St Johnswort blooms during Summer Solstice, the time that the sun is at its zenith. The flowers of St. Johnswort would be traditionally picked during this time. The Latin name Hypericum is dervied from the name of the Greek Sun God, Hyperion. But later the herb adopted its name from John the Baptist whose feast day is June 24th which is also very close to the Summer Solstice.

The bright yellow flowers hold the essence of the peak of summers sunshine. It was picked on either the Solstice or St. Johns Day. The very best blossoms would be carefully dried and brought out on Christmas Day and placed on the altar as a promise of the light returning during the darkest days of winter.
Legends said when the mass was performed correctly the dried St Johnswort flowers would revive.

Today they have found that the tincture of St Johnswort helps with depression and helps a person to return to a sunny disposition. The very essence of this plant is the flora of sunshine.

Several years in a row my friend Susan and I would gather St. Johnswort on Summer Solstice and place the fresh flowers in jars of vodak or ever-clear alcohol. We left them in the alcohol until Winter Solstice. Then we would strain the golden tincture into pint bottles a little less then half full. Next, we would take 2 cups of raw sugar with two cups of fresh spring water and place this on the stove and melt the sugar and spring water until the sugar dissolved which created a light syrup. We then would add, ( through tasting) a small amount of syrup into the tincture in the pint bottles and top off the rest of the bottle with a good brandy.
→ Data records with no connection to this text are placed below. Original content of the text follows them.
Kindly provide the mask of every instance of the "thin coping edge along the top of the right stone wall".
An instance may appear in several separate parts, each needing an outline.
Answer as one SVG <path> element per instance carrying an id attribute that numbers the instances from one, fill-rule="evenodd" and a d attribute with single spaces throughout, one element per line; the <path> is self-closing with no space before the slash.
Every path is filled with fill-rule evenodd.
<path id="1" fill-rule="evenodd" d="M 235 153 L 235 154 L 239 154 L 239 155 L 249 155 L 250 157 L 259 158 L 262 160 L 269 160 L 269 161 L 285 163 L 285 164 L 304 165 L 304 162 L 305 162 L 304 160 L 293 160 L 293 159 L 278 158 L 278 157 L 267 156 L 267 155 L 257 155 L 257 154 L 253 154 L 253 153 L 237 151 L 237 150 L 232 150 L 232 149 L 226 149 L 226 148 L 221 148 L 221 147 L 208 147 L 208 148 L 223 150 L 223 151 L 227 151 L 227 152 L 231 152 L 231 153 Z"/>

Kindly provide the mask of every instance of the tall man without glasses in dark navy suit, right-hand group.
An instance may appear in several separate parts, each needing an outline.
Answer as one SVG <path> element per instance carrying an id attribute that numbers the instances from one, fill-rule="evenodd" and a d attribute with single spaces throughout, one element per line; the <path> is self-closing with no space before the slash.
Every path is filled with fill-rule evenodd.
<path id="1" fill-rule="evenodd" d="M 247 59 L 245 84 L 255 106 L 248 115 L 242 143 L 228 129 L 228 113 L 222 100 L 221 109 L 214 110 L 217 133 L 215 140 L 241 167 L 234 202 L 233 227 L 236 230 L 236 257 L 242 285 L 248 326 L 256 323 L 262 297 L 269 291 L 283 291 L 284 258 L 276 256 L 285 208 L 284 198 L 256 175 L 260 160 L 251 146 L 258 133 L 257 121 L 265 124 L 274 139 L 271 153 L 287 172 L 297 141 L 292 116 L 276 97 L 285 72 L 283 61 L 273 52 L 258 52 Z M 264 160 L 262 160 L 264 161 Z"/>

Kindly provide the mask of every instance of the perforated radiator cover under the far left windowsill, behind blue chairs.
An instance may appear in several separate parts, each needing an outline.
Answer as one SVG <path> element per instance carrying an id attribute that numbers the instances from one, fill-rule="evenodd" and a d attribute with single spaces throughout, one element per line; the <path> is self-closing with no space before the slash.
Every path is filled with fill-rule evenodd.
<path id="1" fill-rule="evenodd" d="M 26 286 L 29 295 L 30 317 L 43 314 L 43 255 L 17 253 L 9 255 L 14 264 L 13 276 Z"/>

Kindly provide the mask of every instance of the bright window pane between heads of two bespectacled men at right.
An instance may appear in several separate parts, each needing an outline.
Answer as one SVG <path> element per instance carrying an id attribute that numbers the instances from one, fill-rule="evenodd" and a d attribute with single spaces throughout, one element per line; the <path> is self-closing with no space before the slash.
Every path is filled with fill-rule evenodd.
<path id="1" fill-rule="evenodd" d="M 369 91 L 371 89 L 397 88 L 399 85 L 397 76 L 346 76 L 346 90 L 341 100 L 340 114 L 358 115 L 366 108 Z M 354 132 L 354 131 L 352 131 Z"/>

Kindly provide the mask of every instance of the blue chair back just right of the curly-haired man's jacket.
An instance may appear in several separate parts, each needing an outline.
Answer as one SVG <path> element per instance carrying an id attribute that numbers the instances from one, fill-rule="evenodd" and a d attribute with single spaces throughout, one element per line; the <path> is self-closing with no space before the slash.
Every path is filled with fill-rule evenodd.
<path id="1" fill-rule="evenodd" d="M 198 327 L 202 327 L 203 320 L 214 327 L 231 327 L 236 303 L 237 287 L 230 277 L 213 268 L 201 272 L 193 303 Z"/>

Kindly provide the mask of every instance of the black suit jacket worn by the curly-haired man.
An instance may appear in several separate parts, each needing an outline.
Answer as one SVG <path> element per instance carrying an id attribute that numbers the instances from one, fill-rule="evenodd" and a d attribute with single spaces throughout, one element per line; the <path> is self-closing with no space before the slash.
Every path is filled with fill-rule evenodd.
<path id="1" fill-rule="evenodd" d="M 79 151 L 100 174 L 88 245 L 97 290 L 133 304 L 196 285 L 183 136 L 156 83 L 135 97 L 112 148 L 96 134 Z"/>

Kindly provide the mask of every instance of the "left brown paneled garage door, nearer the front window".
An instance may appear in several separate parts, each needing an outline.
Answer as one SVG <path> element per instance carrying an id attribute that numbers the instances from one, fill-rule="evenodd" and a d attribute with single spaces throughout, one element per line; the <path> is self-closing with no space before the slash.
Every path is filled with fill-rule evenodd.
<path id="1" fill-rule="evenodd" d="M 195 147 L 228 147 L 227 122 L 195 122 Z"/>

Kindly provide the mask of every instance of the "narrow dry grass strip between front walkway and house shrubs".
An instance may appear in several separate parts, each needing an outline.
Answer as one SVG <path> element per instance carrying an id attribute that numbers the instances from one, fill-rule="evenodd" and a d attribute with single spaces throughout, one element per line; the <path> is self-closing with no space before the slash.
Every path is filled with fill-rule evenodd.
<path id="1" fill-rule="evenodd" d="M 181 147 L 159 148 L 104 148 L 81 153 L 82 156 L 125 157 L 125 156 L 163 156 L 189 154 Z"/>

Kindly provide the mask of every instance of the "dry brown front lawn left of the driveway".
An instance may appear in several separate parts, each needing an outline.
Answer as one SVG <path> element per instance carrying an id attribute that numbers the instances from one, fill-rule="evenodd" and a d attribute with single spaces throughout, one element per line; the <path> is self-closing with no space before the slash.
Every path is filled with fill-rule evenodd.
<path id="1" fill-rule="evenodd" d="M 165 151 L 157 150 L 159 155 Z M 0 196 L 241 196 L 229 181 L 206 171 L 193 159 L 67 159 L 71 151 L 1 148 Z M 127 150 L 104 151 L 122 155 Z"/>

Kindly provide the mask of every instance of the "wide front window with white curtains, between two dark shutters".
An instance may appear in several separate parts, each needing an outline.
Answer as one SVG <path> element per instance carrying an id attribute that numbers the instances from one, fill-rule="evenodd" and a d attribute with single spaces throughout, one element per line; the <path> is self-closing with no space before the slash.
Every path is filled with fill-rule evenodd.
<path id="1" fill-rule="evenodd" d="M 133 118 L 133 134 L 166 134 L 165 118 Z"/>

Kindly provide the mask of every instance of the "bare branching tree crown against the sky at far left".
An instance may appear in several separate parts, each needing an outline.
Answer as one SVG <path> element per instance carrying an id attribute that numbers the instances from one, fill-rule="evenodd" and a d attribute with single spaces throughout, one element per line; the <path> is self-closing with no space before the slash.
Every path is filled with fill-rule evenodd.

You don’t want the cordial to be to sweet so tasting little spoonfuls at a time until you get the measurements just right, It was our taste buds that made the decision of the right measure of sweetness.
The result is an beautiful amber color cordial which a friend who tasted it on Winter Solstice gave it the name liquid light. That Winter Solstice into Christmas Day we gave bottles of the St. Johnswort Cordial as gifts of sunshine to many people in the neighborhood to chase the winter blues away.